Jeremy Pied's opposite number on the left flank, Eric Bautheac, was cherry-picked from relegated Dijon and has proven his first Ligue 1 season, in which he more than cut the mustard, was no one-off. Pied has added pace and penetration down the right, and would have been joined by another Lyon player, France Under-21 international playmaker Clement Grenier, at the Stade du Ray had Yoann Gourcuff not suffered a knee injury in August. Forced to look elsewhere for a creative midfielder, Nice stumbled happily upon Valentin Esseyric, an outcast at Monaco. The 20-year-old celebrated Nice taking up the €1.5 million option on him six months early with a sublime strike against Valenciennes.
The bargain of them all, however, has been Dario Cvitanich. Purchased for €450,000 from Ajax, the Argentine reached double figures in league goals before Christmas - becoming the first Nice player since Loic Remy in 2009-10 to do so - and is only headed by Ibrahimovic in the Ligue 1 scoring charts. All this despite "not really being a goalscorer," according to Carlos Bianchi. "He's more complete, more thoughtful, more a killer," the former PSG striker said after seeing Cvitanich make strides forward during a season-long loan at Boca Juniors last term. "Without being a real number nine, he has that goalscoring instinct, which allows him to be in the right place at the right time."
Creativity and cutting edge do not win football matches alone, however, and Didier Digard, once of pre-Qatari PSG and Middlesbrough, does a handy line in midfield enforcing in front of a back four which, generous though they can be at times, has generally done enough - along with Colombian goalkeeper David Ospina - to give their side's attacking elements something to build on.
More than that, though, is the influence of Puel himself, and not only in making the team attractive to watch. The coach, a defensive midfielder in his playing days, received a black eye in training after challenging for a ball with rugged Serbian centre-back Nemanja Pejcinovic, though it could just as easily have been the player emerging second-best. Puel has - as the French say - instilled 'la culture de la gagne', literally 'the culture of winning', a concept previously unheard of at the Stade du Ray. When Pied said recently, "we go looking for victory everywhere", he did not mean it in the desperate manner in which a Nice player would have said the phrase in the recent past.

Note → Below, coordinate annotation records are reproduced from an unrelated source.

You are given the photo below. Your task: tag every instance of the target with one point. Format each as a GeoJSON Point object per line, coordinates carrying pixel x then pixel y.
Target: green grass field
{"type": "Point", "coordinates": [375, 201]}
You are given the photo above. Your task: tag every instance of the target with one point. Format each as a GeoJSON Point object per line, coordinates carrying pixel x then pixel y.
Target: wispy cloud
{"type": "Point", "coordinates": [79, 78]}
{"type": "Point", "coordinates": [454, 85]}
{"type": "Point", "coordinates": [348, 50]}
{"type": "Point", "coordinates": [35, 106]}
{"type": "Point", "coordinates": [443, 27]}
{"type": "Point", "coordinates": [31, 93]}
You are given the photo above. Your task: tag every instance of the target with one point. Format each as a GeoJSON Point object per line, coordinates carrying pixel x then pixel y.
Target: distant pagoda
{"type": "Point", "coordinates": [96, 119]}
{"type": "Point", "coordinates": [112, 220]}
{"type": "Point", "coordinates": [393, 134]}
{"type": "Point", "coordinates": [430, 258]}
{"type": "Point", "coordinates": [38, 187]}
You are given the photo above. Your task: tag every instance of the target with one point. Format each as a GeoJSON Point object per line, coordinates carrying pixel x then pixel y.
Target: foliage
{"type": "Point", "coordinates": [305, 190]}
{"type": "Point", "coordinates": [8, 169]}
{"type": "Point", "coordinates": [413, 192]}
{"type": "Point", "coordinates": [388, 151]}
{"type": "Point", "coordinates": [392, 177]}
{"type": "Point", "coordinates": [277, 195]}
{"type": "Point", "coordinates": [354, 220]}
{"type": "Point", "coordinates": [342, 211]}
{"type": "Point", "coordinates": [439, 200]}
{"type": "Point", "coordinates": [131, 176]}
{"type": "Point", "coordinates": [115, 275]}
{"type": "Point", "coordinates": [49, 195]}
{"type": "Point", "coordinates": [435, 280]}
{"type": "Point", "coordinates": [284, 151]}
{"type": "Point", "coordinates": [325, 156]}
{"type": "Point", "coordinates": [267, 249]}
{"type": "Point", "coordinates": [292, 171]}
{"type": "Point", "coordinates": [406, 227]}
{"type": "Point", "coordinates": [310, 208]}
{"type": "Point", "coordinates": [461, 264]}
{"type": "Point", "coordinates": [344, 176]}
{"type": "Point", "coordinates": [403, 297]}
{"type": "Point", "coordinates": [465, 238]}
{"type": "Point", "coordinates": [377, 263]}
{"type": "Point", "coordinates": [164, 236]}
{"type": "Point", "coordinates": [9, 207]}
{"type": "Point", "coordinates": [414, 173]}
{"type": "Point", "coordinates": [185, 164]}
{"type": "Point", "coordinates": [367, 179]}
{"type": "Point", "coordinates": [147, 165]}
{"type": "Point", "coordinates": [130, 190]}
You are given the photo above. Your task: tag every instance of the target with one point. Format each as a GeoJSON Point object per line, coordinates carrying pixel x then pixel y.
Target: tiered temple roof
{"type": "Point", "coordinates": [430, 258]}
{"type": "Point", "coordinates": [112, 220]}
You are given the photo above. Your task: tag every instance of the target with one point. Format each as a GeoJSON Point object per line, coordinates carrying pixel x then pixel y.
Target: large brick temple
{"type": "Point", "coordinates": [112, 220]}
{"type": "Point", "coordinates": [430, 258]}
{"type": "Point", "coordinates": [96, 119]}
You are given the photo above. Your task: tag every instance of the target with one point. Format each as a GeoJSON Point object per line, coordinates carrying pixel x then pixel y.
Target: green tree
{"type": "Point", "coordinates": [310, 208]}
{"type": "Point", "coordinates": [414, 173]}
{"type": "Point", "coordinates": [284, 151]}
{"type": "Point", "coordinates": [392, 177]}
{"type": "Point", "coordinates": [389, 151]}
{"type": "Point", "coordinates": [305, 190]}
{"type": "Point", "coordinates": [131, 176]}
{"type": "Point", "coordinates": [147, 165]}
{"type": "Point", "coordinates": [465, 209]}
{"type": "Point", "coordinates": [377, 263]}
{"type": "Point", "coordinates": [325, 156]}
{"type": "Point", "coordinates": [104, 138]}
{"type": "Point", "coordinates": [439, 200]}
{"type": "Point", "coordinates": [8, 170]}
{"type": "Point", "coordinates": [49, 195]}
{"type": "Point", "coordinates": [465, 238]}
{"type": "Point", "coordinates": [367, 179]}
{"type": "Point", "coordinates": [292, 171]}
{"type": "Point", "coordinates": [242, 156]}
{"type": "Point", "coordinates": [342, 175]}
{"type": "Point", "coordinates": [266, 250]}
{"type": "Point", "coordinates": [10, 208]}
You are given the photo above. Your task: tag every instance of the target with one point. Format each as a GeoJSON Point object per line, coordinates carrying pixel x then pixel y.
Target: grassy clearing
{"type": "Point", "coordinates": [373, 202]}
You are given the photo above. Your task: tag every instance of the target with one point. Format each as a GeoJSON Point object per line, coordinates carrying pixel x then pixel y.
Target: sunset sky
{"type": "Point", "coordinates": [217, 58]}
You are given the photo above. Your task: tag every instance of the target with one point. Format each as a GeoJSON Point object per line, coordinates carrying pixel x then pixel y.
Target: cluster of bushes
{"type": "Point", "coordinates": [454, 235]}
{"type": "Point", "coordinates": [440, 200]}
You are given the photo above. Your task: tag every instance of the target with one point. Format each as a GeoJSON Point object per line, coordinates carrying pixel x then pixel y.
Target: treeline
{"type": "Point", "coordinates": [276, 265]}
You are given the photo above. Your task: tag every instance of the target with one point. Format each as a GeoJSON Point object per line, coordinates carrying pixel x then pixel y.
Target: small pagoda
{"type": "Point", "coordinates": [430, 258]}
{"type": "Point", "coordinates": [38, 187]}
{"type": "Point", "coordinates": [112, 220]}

Puel certainly takes his football very seriously. When playing for the Variety Club against a team made up of the Pope's Swiss guards, Puel revealed to a team-mate he had been to check up on his side's charity game opponents. "It's the team of God,'' he was told. "There is no God. We have to win," came the reply.
The Almighty perhaps exacted a measure of revenge by helping Ligue 1's most woeful side, Nancy, beat Nice in the Coupe de France on Wednesday. Acts of God are not usually covered by insurers, though they may well accept a hefty premium against loss of earnings. So, when Puel's men move into their new Allianz Riviera stadium, all 35,000-capacity of it, early next season, they should at least have a safety net against a dip in form. If they keep playing as they are now, however, they won't need it.